Hunter’s group, which included friends with wildlife response experience, first spotted two wild orcas, and then a “commotion” occurred when the orcas attacked a floating otter. The otter did not try to escape, and the group heard “characteristic young otter calls” that made them realize the otter was carrying a pup. “Multiple” attacks from the orcas targeted the otters, and Hunter’s group saw “both the mother otter and the pup burst out of the water after an impressive tail slap from one of the orcas.” The two otters were separated, and the orcas turned their attention to the mother. The attacks continued, and “eventually, the mother did not resurface.”
“Persistent cries from the water indicated that the pup” had indeed survived the attack, though. Hunter’s group waited to make sure that the orcas were gone and the mother otter wasn’t resurfacing. Once some time had passed, they called the agency’s wildlife response hotline and waited for information about how to help the otter pup.
“My brain was in wildlife response mode during the entire incident, thinking we, unfortunately, may have an otter pup rescue on our hands,” Hunter said in the agency’s news release. “It wasn’t until the entire event ended, the wild orcas had left the area, and the pup started crying out for its mother that I knew we had to think about the next move.”

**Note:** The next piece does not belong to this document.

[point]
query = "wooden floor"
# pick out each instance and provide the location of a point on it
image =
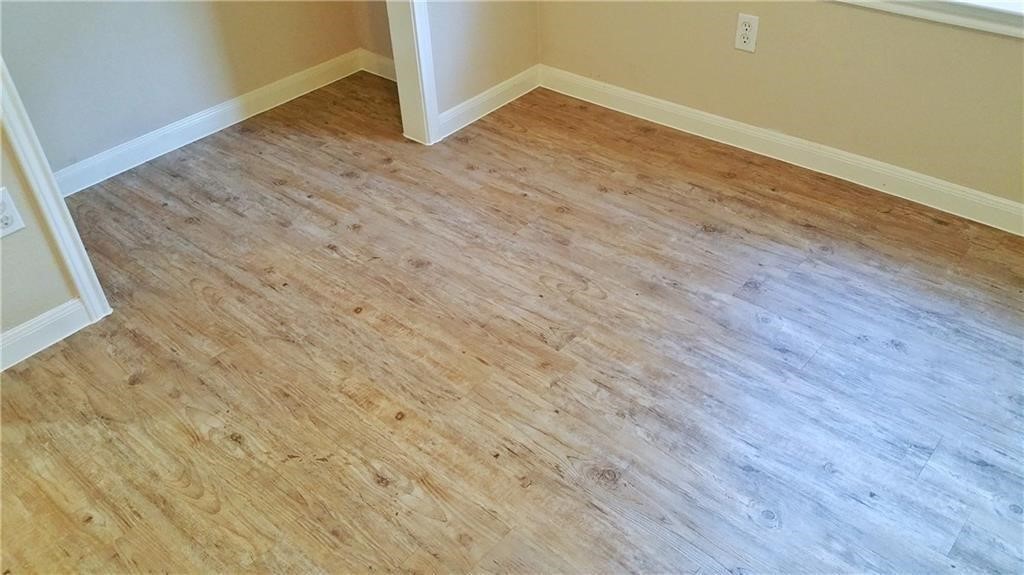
(564, 340)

Once the wildlife center received permission from the U.S. Fish and Wildlife Services to respond to the otter pup, the group carefully pulled the animal out of the water and onto their boat, then brought her back to shore.
“Her cries were gurgly, and when we got her out of the water, she was soaked,” Hunter said. “Her coat wasn’t repelling water and keeping her buoyant like it should have been.”
A response team from the wildlife center met the group and the otter halfway between Homer, where they had been in the water, and Seward, where the wildlife center is located. The response team immediately brought the pup back to the center, where it was found that the animal was fatigued, hungry, and only a day old — possibly less.
The pup is now receiving round-the-clock care at the Alaska SeaLife Center, where it is the second orphaned otter pup admitted in less than a week. The 24/7 care is meant to resemble the “constant care and attention” such otter pups receive from their mothers.
Photos and videos from the wildlife center show the otter being held in a towel, bottle-fed by employees, and kept warm with a hair dryer.